You may think this is another Internet-baiting hot take that will argue that x86 is better than ARM. Or you might think the math doesn’t add up that Apple—despite its near-infinite loop of resources and cash—can outwit AMD, Intel and Nvidia.

But there’s a practical, real reason why you shouldn’t drop $1,500 or $4,500 on a new Mac: You’ll be abandoned.

During the announcement, Tim Cook said Apple will continue to support Intel-based Macs for “years.” But as we know, that could mean two years or two hundred years.

If the past is prologue, we can look at Apple’s last big transition from PowerPC to Intel x86 chips. According to Wikipedia, the change was announced on June 6, 2005. The first Intel-based Mac was introduced in February, 2006, and the first Intel-based MacBook in April of that year. Apple announced the “transition complete” later in 2006.

The final release of OS X 10.5 with PowerPC came out in October, 2007. Two years later, when OS X 10.6 “Snow Leopard” was released in August, 2009, it did not support PowerPC Macs.

By 2011, Apple’s Rosetta, which translated code for from older PowerPC apps to run on Intel x86, was dropped as well, and Apple ended all service and support for PowerPC Macs. That all adds up to four years of OS support and six years of any support for PowerPCs, before Apple pulled the plug.

the end 9to5mac.com

Here’s what your favorite x86-app could look like if it faced the fate PowerPC apps did once Apple turned off Rosetta.

Will you use your computer longer than five years?

As anyone who has a vintage PowerPC PowerBook knows, they essentially became useless within five years of Apple’s announcement. I don’t know about you, but I like to use a computer for more than five years because I don’t like the idea of filling up landfill. I know many people who continue to use, say, a seven-year-old MacBook Air 13, with no intention of buying a new laptop.

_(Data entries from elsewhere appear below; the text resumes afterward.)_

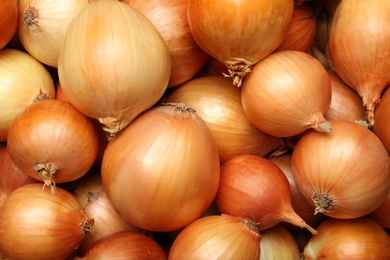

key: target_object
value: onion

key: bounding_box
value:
[102,104,220,232]
[0,183,92,260]
[165,76,282,163]
[260,225,301,260]
[0,0,18,49]
[17,0,89,68]
[241,50,332,137]
[78,231,167,260]
[292,120,390,219]
[168,214,260,260]
[0,146,37,206]
[58,0,171,135]
[123,0,209,88]
[275,4,316,52]
[0,49,55,141]
[328,0,390,125]
[303,217,390,260]
[8,99,98,192]
[187,0,294,87]
[215,155,316,234]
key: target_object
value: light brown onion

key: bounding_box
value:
[241,50,332,137]
[0,183,92,260]
[101,104,220,232]
[328,0,390,125]
[58,0,171,136]
[123,0,209,88]
[164,76,282,163]
[187,0,294,87]
[303,217,390,260]
[292,120,390,219]
[168,214,260,260]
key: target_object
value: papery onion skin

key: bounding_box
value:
[0,48,55,141]
[241,50,332,137]
[58,0,171,136]
[292,120,390,219]
[328,0,390,125]
[123,0,209,88]
[0,183,92,260]
[8,99,99,189]
[102,104,220,232]
[164,76,282,163]
[303,217,390,260]
[168,214,261,260]
[187,0,294,87]
[17,0,89,68]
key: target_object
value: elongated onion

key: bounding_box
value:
[101,104,220,232]
[0,183,93,260]
[187,0,294,87]
[241,50,332,137]
[292,120,390,219]
[58,0,171,135]
[328,0,390,125]
[0,49,55,141]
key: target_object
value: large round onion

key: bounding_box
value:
[58,0,171,135]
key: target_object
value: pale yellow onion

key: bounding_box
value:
[17,0,89,68]
[187,0,294,87]
[58,0,171,135]
[328,0,390,125]
[0,49,55,141]
[241,50,332,137]
[164,76,282,163]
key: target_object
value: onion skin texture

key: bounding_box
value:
[292,120,390,219]
[187,0,294,87]
[123,0,209,88]
[303,217,390,260]
[241,50,332,137]
[0,48,55,141]
[164,76,282,163]
[8,99,99,189]
[79,231,167,260]
[58,0,171,136]
[0,183,91,260]
[101,105,220,232]
[168,214,261,260]
[328,0,390,125]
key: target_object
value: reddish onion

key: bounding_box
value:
[123,0,209,88]
[0,183,92,260]
[215,155,316,234]
[187,0,294,87]
[241,50,332,137]
[101,104,220,232]
[328,0,390,125]
[168,214,260,260]
[292,120,390,219]
[8,99,99,192]
[165,76,282,163]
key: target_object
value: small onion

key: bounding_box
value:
[8,99,99,192]
[292,120,390,219]
[0,49,55,141]
[165,76,282,163]
[187,0,294,87]
[58,0,171,136]
[168,214,260,260]
[303,217,390,260]
[328,0,390,125]
[101,104,220,232]
[241,50,332,137]
[17,0,89,68]
[0,183,92,260]
[215,155,316,234]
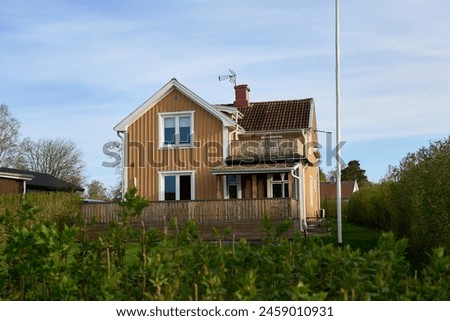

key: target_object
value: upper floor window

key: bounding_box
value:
[158,112,194,147]
[159,171,195,201]
[269,173,289,197]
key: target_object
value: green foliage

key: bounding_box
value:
[348,136,450,266]
[341,160,369,186]
[391,136,450,262]
[0,191,450,301]
[347,182,394,231]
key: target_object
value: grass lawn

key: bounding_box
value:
[322,218,382,252]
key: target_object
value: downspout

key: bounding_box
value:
[117,132,128,199]
[291,169,305,233]
[300,129,310,227]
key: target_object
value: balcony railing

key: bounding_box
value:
[228,138,303,160]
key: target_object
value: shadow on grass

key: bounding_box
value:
[322,217,382,252]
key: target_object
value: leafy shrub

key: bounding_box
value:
[0,190,450,301]
[347,182,394,231]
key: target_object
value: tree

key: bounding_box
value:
[389,136,450,262]
[87,179,108,200]
[16,138,85,186]
[341,160,369,185]
[0,104,20,167]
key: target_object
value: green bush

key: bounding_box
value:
[347,183,394,231]
[0,190,450,301]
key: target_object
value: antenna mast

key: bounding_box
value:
[219,69,236,87]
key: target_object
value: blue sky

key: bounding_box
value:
[0,0,450,186]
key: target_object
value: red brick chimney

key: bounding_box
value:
[234,85,250,107]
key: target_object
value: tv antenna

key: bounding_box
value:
[219,69,236,87]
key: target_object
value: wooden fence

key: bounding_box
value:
[81,198,299,239]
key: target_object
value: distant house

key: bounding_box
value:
[0,167,84,194]
[320,181,359,201]
[114,79,321,220]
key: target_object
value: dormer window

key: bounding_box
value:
[158,111,194,148]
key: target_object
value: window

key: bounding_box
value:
[159,172,194,201]
[226,175,241,199]
[159,112,194,147]
[269,173,289,197]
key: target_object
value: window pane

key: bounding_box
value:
[272,174,281,181]
[164,176,175,201]
[180,127,191,144]
[227,175,237,184]
[228,185,237,198]
[164,117,175,128]
[283,183,289,197]
[164,117,175,145]
[272,184,283,197]
[180,116,191,127]
[179,116,191,144]
[164,128,175,145]
[180,175,191,200]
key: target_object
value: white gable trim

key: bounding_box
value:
[114,78,234,132]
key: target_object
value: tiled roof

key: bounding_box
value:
[0,167,84,192]
[238,98,313,131]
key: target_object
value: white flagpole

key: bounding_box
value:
[336,0,342,245]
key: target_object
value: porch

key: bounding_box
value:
[81,198,306,241]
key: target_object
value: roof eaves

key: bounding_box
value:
[114,78,234,132]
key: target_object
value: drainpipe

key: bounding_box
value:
[291,170,305,233]
[117,132,128,199]
[299,129,310,227]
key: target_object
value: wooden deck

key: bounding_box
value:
[81,198,300,240]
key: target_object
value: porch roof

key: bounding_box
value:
[211,162,300,175]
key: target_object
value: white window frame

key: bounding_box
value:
[158,110,195,149]
[224,174,242,199]
[267,173,292,198]
[158,171,195,201]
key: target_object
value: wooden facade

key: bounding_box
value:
[114,79,320,221]
[127,89,223,201]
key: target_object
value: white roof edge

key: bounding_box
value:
[210,163,300,175]
[114,78,234,132]
[0,172,34,181]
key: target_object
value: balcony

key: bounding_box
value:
[226,138,303,163]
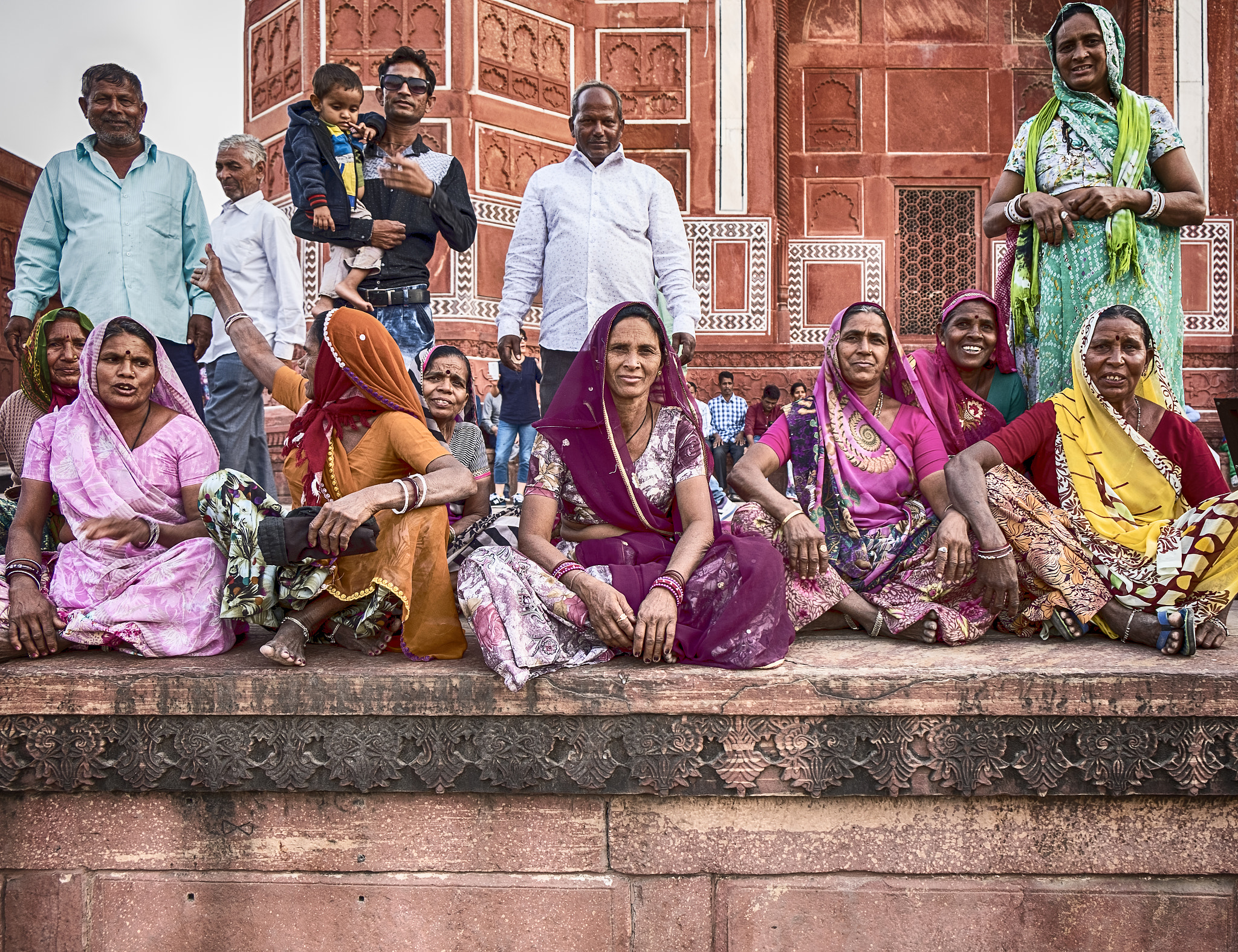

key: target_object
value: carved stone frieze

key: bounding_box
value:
[7,714,1238,797]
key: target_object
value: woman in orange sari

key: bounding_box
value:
[193,245,476,665]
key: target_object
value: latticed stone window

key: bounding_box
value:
[899,188,979,335]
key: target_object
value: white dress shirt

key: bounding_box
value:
[202,189,306,364]
[499,145,701,351]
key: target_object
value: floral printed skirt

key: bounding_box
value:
[198,469,403,643]
[730,503,994,645]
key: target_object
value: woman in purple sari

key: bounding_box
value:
[459,302,795,691]
[910,288,1028,456]
[730,302,999,645]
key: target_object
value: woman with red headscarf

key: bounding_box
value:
[910,288,1028,456]
[459,302,795,691]
[193,245,476,665]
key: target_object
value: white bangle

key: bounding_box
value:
[391,479,409,516]
[410,473,430,509]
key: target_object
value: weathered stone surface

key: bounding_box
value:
[0,633,1238,717]
[631,876,713,952]
[609,797,1238,875]
[716,875,1233,952]
[0,871,83,952]
[0,792,605,873]
[91,873,631,952]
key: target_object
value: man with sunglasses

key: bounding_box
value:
[314,46,476,378]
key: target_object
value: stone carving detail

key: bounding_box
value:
[476,0,573,115]
[476,125,572,199]
[683,218,767,334]
[326,0,450,89]
[597,30,689,123]
[803,70,859,152]
[7,714,1238,797]
[623,149,690,213]
[786,240,885,344]
[249,0,302,119]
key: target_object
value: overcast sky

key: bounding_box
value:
[0,0,245,212]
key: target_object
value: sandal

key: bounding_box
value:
[1156,606,1194,658]
[1040,608,1087,641]
[258,507,379,566]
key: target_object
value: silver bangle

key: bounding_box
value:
[391,479,409,516]
[410,473,430,509]
[134,513,158,548]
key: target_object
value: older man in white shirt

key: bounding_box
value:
[203,135,306,495]
[499,80,701,415]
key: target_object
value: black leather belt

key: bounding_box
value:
[357,287,430,307]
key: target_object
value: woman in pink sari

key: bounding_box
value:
[910,288,1028,456]
[0,317,235,658]
[459,302,795,691]
[730,301,996,645]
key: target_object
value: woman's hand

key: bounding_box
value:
[1019,192,1078,245]
[933,509,972,586]
[631,586,679,661]
[306,485,376,556]
[8,574,64,658]
[574,572,638,651]
[80,516,151,548]
[1062,186,1152,222]
[976,554,1019,614]
[781,513,826,578]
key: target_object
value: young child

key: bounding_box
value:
[284,63,383,312]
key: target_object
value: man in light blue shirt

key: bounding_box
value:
[4,63,213,416]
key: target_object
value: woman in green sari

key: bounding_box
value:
[984,4,1207,405]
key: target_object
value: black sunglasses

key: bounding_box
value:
[383,73,430,96]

Sure, you’ll argue that an Intel-based Mac will function just fine once the “transition” completes. In fact, the situation is far worse for legacy Intel MacBook users now (and yes, they are ‘legacy’ now) than it was for the PowerPC-to-Intel phase. In 2010, targeted malware attacks on OS X were rare. Today, MacOS is a high-value target for cybercriminals. Without constant OS and UEFI security updates, that Intel-based Mac will basically be a house with kicked-out doors and windows during a zombie apocalypse. 

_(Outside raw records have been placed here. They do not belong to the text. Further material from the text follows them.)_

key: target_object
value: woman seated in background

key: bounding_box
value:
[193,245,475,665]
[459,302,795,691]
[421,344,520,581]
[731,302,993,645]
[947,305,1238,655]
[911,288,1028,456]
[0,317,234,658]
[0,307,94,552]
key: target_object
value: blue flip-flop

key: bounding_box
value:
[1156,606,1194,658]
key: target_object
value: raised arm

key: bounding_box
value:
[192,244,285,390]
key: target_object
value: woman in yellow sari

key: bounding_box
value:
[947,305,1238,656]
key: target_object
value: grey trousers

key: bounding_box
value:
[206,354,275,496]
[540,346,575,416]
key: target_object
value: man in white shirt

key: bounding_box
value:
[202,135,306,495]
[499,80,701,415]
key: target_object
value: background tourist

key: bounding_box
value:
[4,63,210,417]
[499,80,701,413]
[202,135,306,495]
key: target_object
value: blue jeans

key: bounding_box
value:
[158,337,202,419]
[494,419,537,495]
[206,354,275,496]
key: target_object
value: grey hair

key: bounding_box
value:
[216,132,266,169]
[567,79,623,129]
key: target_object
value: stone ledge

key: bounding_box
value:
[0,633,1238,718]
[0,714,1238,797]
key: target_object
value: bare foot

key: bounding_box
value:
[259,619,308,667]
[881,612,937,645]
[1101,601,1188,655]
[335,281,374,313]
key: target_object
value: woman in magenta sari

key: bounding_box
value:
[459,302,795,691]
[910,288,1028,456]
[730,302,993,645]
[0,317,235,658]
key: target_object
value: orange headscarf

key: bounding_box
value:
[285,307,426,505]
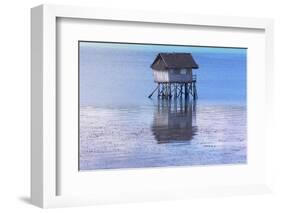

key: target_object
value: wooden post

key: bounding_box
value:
[174,84,178,99]
[184,83,188,99]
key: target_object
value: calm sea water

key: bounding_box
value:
[80,42,247,170]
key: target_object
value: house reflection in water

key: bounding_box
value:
[151,99,197,144]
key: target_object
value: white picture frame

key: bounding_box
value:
[31,5,274,208]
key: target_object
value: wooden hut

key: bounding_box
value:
[149,53,199,99]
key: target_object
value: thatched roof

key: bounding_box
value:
[150,53,198,70]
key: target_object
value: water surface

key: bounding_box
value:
[80,42,247,170]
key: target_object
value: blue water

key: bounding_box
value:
[80,42,247,170]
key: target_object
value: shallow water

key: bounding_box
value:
[80,101,247,170]
[80,43,247,170]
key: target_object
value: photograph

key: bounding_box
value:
[77,41,247,171]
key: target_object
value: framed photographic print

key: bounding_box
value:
[31,5,274,207]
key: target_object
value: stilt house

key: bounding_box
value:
[149,53,199,99]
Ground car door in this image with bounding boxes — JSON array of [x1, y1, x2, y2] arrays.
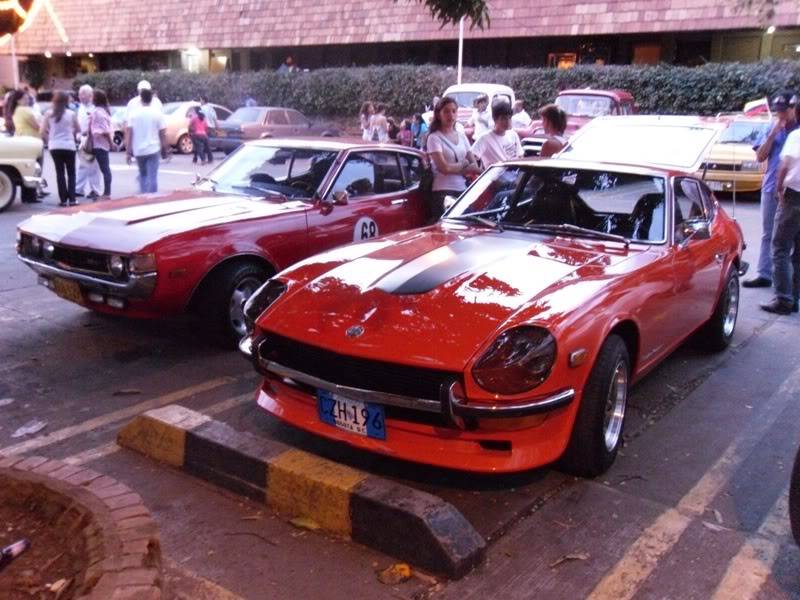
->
[[673, 177, 725, 335]]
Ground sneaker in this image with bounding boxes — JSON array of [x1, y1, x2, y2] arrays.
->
[[742, 275, 772, 287], [760, 298, 794, 315]]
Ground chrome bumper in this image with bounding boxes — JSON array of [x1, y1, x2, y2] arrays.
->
[[17, 255, 156, 299], [239, 336, 575, 429]]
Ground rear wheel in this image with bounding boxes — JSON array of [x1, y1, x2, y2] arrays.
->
[[199, 262, 269, 347], [560, 335, 631, 477]]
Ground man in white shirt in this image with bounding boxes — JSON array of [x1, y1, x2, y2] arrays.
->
[[472, 101, 522, 169], [511, 100, 531, 129], [125, 89, 169, 194], [75, 84, 103, 201], [761, 107, 800, 315]]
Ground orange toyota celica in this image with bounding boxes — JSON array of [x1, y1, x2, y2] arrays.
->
[[240, 116, 747, 476]]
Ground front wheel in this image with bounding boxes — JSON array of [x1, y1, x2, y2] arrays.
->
[[560, 335, 631, 477]]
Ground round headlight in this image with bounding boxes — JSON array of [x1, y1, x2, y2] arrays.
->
[[108, 254, 125, 277], [472, 326, 556, 395]]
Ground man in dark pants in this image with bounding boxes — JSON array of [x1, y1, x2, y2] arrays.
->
[[761, 103, 800, 315], [742, 91, 797, 287]]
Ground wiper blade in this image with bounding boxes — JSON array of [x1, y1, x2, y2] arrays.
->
[[520, 223, 630, 248]]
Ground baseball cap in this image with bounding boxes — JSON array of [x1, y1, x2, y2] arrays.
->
[[769, 90, 797, 111]]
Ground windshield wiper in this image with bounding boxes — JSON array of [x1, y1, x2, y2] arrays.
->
[[506, 223, 630, 248]]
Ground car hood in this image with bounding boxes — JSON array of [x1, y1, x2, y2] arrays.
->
[[19, 190, 308, 254], [259, 225, 635, 370]]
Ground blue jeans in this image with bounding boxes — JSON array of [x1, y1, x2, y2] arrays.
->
[[756, 190, 778, 279], [136, 152, 161, 194], [772, 189, 800, 302]]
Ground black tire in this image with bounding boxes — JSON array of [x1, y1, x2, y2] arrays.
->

And no, if you’re thinking, “surely Apple will support my new $3,000 Mac,” you haven’t paid attention to Apple’s history. Apple turned its 2012-era Mac Pro into “vintage” status, and its current Mac OS “Catalina” no longer supports it.

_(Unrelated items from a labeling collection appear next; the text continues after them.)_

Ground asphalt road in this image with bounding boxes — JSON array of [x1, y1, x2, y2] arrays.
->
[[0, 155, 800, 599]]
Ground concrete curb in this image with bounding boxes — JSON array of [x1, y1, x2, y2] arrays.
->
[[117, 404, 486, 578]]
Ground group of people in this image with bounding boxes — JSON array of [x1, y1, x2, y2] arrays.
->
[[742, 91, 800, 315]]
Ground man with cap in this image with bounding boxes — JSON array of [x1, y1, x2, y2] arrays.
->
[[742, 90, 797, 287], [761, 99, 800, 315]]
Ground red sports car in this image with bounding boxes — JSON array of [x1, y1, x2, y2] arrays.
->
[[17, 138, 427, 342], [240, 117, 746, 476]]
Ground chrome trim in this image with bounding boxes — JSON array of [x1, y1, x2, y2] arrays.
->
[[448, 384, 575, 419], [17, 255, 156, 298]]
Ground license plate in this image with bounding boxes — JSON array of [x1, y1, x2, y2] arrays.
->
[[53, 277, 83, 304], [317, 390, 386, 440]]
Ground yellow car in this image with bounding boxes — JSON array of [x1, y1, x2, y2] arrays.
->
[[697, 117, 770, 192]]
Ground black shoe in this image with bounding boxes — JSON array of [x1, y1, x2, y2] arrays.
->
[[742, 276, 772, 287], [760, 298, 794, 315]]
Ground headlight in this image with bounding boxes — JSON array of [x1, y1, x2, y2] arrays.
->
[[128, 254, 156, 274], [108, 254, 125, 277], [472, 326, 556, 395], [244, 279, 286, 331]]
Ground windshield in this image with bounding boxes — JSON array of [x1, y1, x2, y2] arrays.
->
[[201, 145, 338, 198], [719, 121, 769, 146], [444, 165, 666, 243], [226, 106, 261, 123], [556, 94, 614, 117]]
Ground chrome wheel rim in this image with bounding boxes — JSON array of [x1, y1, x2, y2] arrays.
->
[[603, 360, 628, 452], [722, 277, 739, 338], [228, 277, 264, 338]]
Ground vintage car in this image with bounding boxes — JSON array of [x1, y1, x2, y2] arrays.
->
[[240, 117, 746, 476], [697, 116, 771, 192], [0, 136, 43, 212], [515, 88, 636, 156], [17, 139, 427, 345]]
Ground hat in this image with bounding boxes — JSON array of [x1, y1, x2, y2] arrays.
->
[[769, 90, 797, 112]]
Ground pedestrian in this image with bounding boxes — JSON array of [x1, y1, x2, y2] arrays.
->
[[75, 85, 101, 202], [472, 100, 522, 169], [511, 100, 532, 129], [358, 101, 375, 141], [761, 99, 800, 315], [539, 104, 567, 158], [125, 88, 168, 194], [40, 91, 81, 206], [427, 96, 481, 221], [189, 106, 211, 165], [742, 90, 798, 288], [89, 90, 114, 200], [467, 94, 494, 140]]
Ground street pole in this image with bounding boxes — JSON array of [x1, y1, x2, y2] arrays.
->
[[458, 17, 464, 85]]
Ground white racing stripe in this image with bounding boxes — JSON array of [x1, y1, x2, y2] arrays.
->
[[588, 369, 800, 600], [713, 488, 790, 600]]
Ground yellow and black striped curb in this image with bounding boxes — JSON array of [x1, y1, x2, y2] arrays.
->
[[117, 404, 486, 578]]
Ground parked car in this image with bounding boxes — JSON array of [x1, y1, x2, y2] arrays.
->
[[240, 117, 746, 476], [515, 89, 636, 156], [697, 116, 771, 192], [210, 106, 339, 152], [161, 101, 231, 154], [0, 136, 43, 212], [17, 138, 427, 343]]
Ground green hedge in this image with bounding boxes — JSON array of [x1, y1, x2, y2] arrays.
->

An 8-year-old computer sounds ancient, but that 2012 Mac Pro featured Intel Core i7 6-core “Nehalem/Westmere” CPUs. That CPU is still an extremely serviceable platform that my son currently uses for gaming. His PC is running Windows 10 and still gets all of the OS updates just fine.

Apple could offer OS support for all of its older x86-based Macs, but it doesn’t want to. Aside from the cost of supporting older hardware, Apple’s history has consistently been one of kicking older stuff to the curb, and making way for the shiny and new. That’s the fate your shiny new Mac will eventually face if you buy it today.